Highly variable features scanpy

Annotate highly variable features [Satija15] [Zheng17] [Stuart19].

Info

ID: highly_variable_features_scanpy
Namespace: feature_annotation

Links

Expects logarithmized data, except when flavor=‘seurat_v3’ in which count data is expected.

Depending on flavor, this reproduces the R-implementations of Seurat [Satija15], Cell Ranger [Zheng17], and Seurat v3 [Stuart19].

For the dispersion-based methods ([Satija15] and [Zheng17]), the normalized dispersion is obtained by scaling with the mean and standard deviation of the dispersions for features falling into a given bin for mean expression of features.
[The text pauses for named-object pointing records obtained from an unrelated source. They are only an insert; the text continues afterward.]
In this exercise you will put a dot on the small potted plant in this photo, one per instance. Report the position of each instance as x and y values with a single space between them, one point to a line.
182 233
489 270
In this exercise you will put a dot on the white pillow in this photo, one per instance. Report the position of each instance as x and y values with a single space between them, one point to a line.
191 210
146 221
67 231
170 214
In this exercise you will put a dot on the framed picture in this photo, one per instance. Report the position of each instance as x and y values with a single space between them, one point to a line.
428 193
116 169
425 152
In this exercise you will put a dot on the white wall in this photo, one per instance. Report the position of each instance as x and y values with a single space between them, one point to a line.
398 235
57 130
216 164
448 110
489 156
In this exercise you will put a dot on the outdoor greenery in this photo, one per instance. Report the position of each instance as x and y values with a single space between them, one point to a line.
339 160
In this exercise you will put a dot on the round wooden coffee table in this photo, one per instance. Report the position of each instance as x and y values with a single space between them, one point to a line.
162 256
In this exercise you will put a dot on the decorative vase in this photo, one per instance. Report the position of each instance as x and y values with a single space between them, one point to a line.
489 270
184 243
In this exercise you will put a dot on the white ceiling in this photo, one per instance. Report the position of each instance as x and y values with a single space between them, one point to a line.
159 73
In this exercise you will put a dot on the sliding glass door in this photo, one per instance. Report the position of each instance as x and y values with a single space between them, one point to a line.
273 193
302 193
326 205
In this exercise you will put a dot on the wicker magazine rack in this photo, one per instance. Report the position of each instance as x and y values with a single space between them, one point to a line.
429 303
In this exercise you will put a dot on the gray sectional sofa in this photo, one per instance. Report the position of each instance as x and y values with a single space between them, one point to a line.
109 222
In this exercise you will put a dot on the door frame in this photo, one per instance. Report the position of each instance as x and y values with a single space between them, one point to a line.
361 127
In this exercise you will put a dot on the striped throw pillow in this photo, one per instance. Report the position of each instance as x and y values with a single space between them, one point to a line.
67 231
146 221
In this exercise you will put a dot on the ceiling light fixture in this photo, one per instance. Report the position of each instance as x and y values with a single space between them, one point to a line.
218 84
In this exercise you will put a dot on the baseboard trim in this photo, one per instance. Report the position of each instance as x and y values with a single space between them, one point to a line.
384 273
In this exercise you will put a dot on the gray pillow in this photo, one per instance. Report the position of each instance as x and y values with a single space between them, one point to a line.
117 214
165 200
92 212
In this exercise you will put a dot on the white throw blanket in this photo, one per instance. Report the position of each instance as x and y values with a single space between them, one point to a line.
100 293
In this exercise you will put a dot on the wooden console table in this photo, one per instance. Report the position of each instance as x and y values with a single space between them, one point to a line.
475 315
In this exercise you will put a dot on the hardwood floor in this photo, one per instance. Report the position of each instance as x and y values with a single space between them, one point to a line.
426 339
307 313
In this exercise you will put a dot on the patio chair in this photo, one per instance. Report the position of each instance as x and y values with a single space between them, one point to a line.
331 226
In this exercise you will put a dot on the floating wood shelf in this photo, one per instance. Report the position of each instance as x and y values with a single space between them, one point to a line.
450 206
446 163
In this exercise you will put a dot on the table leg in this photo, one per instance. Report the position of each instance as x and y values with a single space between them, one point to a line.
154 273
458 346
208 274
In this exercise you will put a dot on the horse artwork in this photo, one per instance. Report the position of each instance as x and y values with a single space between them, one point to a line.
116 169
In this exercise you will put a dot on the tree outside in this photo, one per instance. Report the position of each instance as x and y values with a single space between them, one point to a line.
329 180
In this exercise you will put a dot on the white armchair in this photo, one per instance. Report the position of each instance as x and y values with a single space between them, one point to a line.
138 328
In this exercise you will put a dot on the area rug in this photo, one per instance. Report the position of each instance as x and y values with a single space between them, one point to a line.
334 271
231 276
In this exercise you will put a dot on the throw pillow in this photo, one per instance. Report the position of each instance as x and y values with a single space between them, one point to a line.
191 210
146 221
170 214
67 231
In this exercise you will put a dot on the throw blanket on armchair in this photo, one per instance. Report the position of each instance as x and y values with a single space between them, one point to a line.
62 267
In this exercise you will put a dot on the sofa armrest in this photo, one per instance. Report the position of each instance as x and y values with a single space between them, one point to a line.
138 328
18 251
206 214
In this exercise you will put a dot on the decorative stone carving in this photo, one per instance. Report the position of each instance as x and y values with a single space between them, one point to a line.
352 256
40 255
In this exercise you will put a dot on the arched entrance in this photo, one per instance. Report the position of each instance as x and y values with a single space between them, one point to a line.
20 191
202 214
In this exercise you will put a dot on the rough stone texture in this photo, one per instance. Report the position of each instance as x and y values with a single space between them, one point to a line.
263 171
This means that for each bin of mean expression, highly variable features are selected.

For [Stuart19], a normalized variance for each feature is computed. First, the data are standardized (i.e., z-score normalization per feature) with a regularized standard deviation. Next, the normalized variance is computed as the variance of each feature after the transformation. Features are ranked by the normalized variance.

Example commands

You can run the pipeline using nextflow run.

View help

You can use --help as a parameter to get an overview of the possible parameters.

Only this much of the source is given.